Tras una larga espera de más de tres horas y un calor bastante considerable, este verano he tenido la oportunidad de estar en el pórtico de la gloria, un espacio acogedor, pero, sobre todo, un espacio posibilitador de encuentros. Seguramente que mucha gente que tuvo la oportunidad de acceder a este espacio sagrado no lo hiciera por motivaciones religiosas, es probable. Sin embargo, la atmósfera que se percibe al entrar, te envuelve y te dejas mirar por todos esos personajes que componen la escena. Entre todos, hay uno que destaca especialmente, el Pantocrátor. Éste, lejos de ser ese juez implacable que imparte justicia, te acoge con esa mirada tierna que te hace sentir en diálogo con él, escuchando de corazón a corazón ese mensaje universal que no pasa, el mensaje del amor.
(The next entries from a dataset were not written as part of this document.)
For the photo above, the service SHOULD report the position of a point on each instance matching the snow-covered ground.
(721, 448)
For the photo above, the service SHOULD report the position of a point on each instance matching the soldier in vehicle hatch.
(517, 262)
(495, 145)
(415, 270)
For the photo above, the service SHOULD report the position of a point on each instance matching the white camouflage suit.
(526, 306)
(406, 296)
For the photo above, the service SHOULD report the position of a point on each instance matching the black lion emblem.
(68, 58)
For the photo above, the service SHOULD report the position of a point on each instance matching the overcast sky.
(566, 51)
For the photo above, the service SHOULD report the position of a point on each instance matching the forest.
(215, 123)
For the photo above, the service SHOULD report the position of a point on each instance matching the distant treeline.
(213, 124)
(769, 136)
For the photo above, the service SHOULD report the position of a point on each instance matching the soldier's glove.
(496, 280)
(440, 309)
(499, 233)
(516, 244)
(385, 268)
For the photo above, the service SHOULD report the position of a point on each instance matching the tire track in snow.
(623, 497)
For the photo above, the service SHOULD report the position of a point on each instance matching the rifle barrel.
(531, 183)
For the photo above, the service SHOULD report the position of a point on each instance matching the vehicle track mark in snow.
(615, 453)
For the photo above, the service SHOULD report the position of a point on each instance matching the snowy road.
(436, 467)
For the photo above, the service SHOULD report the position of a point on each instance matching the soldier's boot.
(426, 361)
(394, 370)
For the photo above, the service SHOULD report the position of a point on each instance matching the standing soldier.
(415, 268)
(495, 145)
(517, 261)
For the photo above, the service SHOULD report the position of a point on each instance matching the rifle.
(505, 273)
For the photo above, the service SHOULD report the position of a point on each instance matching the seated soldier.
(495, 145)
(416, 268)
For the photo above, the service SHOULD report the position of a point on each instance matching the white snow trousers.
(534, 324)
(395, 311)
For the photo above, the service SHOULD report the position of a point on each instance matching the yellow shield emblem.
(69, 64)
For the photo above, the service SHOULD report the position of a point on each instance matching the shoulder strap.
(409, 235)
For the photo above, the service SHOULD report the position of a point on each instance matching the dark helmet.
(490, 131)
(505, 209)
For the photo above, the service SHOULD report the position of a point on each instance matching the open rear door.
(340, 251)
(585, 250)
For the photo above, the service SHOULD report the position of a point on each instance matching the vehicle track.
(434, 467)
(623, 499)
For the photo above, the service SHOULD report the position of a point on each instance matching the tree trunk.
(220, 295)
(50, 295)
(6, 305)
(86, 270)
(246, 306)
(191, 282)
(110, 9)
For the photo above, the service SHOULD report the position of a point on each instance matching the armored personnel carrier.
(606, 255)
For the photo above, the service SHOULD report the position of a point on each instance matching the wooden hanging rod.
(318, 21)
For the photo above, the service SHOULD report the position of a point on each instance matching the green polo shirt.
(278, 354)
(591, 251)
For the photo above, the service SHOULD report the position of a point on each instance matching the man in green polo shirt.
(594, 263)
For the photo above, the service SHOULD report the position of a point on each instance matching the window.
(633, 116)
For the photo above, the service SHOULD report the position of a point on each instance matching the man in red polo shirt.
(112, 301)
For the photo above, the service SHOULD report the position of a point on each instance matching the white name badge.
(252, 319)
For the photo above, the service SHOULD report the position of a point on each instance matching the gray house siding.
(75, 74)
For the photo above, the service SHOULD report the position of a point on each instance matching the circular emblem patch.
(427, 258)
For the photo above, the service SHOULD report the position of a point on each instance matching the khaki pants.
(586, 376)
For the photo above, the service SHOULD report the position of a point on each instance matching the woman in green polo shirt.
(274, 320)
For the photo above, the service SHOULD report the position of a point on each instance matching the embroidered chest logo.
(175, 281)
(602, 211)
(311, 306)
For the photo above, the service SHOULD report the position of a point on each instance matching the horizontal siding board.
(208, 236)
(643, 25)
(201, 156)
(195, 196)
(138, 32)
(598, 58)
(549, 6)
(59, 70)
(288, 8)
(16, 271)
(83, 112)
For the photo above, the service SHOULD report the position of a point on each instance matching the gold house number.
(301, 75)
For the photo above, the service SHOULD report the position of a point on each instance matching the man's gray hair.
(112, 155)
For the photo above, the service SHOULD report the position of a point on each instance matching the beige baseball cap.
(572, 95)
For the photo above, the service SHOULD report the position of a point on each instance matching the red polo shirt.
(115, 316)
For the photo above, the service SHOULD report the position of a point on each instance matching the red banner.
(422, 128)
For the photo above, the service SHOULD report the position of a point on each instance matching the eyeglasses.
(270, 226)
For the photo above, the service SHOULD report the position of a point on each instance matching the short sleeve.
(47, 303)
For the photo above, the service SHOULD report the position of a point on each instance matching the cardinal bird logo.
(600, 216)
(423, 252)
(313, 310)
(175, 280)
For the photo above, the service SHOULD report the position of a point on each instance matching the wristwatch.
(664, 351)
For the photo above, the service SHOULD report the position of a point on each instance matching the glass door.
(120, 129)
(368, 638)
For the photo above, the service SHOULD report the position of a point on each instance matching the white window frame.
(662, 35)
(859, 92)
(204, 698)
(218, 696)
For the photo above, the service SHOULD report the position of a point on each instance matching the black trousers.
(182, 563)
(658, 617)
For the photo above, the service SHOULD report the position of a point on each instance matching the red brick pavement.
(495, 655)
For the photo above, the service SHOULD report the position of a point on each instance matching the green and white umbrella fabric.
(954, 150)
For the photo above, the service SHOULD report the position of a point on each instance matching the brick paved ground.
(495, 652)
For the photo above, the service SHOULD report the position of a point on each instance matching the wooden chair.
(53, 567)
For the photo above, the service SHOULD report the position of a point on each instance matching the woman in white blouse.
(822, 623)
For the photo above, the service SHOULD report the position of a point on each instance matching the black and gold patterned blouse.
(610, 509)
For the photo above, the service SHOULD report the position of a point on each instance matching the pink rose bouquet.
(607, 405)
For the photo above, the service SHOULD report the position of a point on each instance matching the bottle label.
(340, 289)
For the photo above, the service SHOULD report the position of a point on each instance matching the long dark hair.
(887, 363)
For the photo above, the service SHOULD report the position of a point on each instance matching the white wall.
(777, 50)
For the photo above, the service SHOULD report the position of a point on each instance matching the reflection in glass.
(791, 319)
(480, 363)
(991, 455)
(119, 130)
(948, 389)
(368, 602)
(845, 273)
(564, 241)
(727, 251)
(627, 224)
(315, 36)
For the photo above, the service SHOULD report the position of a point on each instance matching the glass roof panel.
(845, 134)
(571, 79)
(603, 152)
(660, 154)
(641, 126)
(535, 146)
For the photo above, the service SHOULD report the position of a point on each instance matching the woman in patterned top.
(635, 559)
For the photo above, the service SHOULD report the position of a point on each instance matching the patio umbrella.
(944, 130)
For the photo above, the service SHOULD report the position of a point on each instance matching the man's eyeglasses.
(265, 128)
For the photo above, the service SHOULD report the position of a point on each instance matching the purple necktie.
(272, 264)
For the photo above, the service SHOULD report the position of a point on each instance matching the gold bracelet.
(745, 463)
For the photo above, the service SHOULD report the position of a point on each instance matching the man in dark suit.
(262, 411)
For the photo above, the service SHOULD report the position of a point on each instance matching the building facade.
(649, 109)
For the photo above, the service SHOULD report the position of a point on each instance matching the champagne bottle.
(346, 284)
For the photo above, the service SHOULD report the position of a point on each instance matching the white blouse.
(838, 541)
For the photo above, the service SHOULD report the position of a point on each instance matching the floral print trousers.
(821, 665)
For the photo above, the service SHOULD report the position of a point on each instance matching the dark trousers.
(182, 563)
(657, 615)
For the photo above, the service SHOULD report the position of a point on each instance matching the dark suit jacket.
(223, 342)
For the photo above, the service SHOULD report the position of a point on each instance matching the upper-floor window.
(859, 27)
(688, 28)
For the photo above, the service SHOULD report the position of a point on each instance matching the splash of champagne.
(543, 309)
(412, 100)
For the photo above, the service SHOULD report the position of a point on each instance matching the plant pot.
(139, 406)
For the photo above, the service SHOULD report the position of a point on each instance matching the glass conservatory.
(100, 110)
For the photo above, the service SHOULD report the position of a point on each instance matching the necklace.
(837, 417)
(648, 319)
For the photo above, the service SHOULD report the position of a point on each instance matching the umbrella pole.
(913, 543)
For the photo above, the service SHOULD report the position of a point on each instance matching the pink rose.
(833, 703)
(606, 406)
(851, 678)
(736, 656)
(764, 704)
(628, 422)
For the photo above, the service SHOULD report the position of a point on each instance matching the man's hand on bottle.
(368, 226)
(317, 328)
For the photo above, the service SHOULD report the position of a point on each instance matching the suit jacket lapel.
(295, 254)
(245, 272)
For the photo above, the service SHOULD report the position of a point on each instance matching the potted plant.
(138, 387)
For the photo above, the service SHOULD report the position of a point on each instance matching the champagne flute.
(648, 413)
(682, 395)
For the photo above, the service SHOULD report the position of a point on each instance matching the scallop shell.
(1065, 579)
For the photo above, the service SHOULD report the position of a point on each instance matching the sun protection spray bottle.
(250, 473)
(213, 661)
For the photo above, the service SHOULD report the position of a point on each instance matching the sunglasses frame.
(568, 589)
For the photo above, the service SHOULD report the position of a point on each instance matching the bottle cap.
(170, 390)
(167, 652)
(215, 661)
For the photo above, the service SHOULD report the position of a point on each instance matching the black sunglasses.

El maestro Mateo expresó con los cánones artísticos de su época una experiencia honda de fe, una expresión de afecto que percibían los peregrinos que en su tiempo peregrinaban a Santiago. No era el románico un tipo de arte dado a expresar afectos y, sin embargo, esta figura se humaniza por esa expresión de acogida que no condena sino que cruza una mirada de honda ternura con quien se cruza con ella.Es probable que a lo largo de estos 9 siglos, muchos peregrinos hayan vivido esta experiencia espiritual de encuentro personal con este Jesús-Pantocrátor que invita a hacerse la pregunta de los primeros discípulos ¿Maestro, dónde vives? Y él, una vez más, nos dice: ven y verás, invitándonos a entrar en el templo.
Tal vez la gloria esté más cerca de lo que nos imaginamos y sean esos momentos en los que la belleza, la bondad y el bien coinciden en un hecho, en un espacio, en una persona y en un sentimiento. Es un instante en el que experimentamos la felicidad y la invitación a dar lo mejor de nosotros mismos, porque hay una presencia que nos habita y lo inunda todo.